Hackney’s interpretation of Department for Environment, Food and Rural Affairs (Defra) air quality guidance differs from 23 other local authorities and City Hall, according to a survey conducted by the CleanAir4Schools (CA4S) campaign.
Out of two different measuring standards for air pollution set by Defra, Hackney says it uses, for school playgrounds, the limit that another council has described as less stringent and less likely to be breached.
Waltham Forest, Kingston, Enfield, Richmond, Croydon, and Haringey councils all apply both limits to school playgrounds, with campaigners stating that seventeen more Town Halls as well as the GLA are “at odds” with Hackney’s approach.
CA4S released the survey against the background of proposed road closures around Walford Road in Stoke Newington, which campaigners predict will bring a 21 per cent traffic increase past some primary schools in the area.
It comes after the council admitted in July that it underestimated in its original consultation how many more vehicles would end up using Church Street.
Hannah Worthington, a parent at William Patten primary, said: “A cynic might think Hackney is attempting to downplay school pollution to suit their road closure agenda.
“In applying less stringent legal limits for playground pollution, they are potentially exposing thousands of schoolchildren in the borough to dirtier air.
“It’s completely perverse of the council to argue school playgrounds deserve less protection than other public spaces.”
In a response to a Freedom of Information request in August, Hackney stated that it does not apply the “annual mean objective” of 40 µg/m3 of nitrogen dioxide to school playgrounds, but works from a one-hour mean, which allows for 200 µg/m3, not to be exceeded more than eighteen times per year.

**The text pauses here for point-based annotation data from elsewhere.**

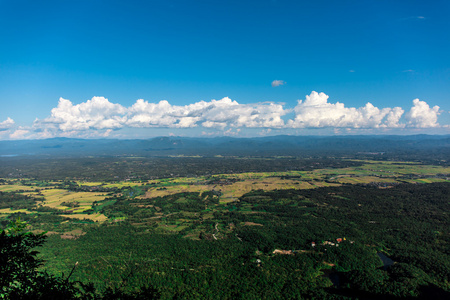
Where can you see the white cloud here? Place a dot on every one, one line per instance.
(276, 83)
(315, 111)
(422, 115)
(97, 113)
(99, 117)
(7, 124)
(18, 134)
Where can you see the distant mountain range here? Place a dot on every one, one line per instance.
(227, 146)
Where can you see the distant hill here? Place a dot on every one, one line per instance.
(227, 146)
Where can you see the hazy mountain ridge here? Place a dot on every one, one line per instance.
(259, 146)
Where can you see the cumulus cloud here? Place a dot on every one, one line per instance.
(276, 83)
(422, 115)
(7, 124)
(18, 134)
(99, 117)
(315, 111)
(99, 113)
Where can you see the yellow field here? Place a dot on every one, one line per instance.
(54, 198)
(93, 217)
(14, 188)
(372, 171)
(10, 211)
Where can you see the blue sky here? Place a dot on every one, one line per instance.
(79, 68)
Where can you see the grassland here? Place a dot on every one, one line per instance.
(229, 187)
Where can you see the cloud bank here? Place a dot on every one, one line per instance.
(276, 83)
(7, 124)
(99, 117)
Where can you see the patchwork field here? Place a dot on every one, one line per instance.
(229, 187)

However, in a response to the survey seen by the Citizen, a spokesperson for Hounslow Council said: “Following the Mayor’s programme of air quality audits in primary schools across London, including Hounslow, the consultants commissioned to carry out this work has independently endorsed the following view.
“Defra’s Air Quality Expert Group (APEG) believe that the annual mean NO2 air quality objective is more stringent than the one-hour objective in the majority of situations, and that current evidence suggests that the annual mean NO2 air quality objective is likely to be breached before the one-hour objective.”

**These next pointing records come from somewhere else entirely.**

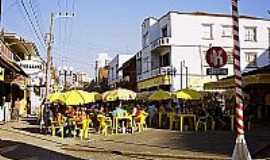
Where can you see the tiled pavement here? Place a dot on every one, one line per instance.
(151, 144)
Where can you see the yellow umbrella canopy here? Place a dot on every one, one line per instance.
(188, 94)
(160, 95)
(118, 94)
(57, 97)
(79, 97)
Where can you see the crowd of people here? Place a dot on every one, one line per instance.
(213, 106)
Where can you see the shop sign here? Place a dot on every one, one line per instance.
(31, 67)
(157, 81)
(216, 57)
(2, 74)
(217, 71)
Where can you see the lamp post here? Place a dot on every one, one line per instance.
(66, 72)
(183, 66)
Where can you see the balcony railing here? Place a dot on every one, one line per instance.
(161, 42)
(5, 52)
(161, 71)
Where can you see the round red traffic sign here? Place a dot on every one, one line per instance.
(216, 57)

A Hackney Council spokesperson told the Citizen in July that the annual mean objective should be applied at the façade of the school building, but a short-term objective of a one-hour mean of 200 micrograms of nitrogen dioxide per cubic metre, not to be exceeded more than 18 times a year, should be applied to playground areas.
Hackney Council had not responded to requests for a comment on the latest developments by time of going to press.

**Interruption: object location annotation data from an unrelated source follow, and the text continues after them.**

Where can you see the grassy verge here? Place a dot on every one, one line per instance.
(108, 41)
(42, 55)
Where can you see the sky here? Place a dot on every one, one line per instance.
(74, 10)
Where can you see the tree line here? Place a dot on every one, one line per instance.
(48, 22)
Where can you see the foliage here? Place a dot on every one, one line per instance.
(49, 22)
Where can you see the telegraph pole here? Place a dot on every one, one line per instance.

Sally Newsom, of campaign group CleanAir4Schools, said: “The annual mean applies to all locations where members of the public may be regularly exposed.
“Children at William Patten spend an average of three hours per day outside (sometimes more), five days a week, 190 days per year for seven or eight years. If that does not constitute ‘regular’ exposure, it would be difficult to know what does.
“Children are particularly vulnerable to the effects of air pollution. It is completely unethical of a council to argue that children don’t deserve a high level of protection while they are at school.”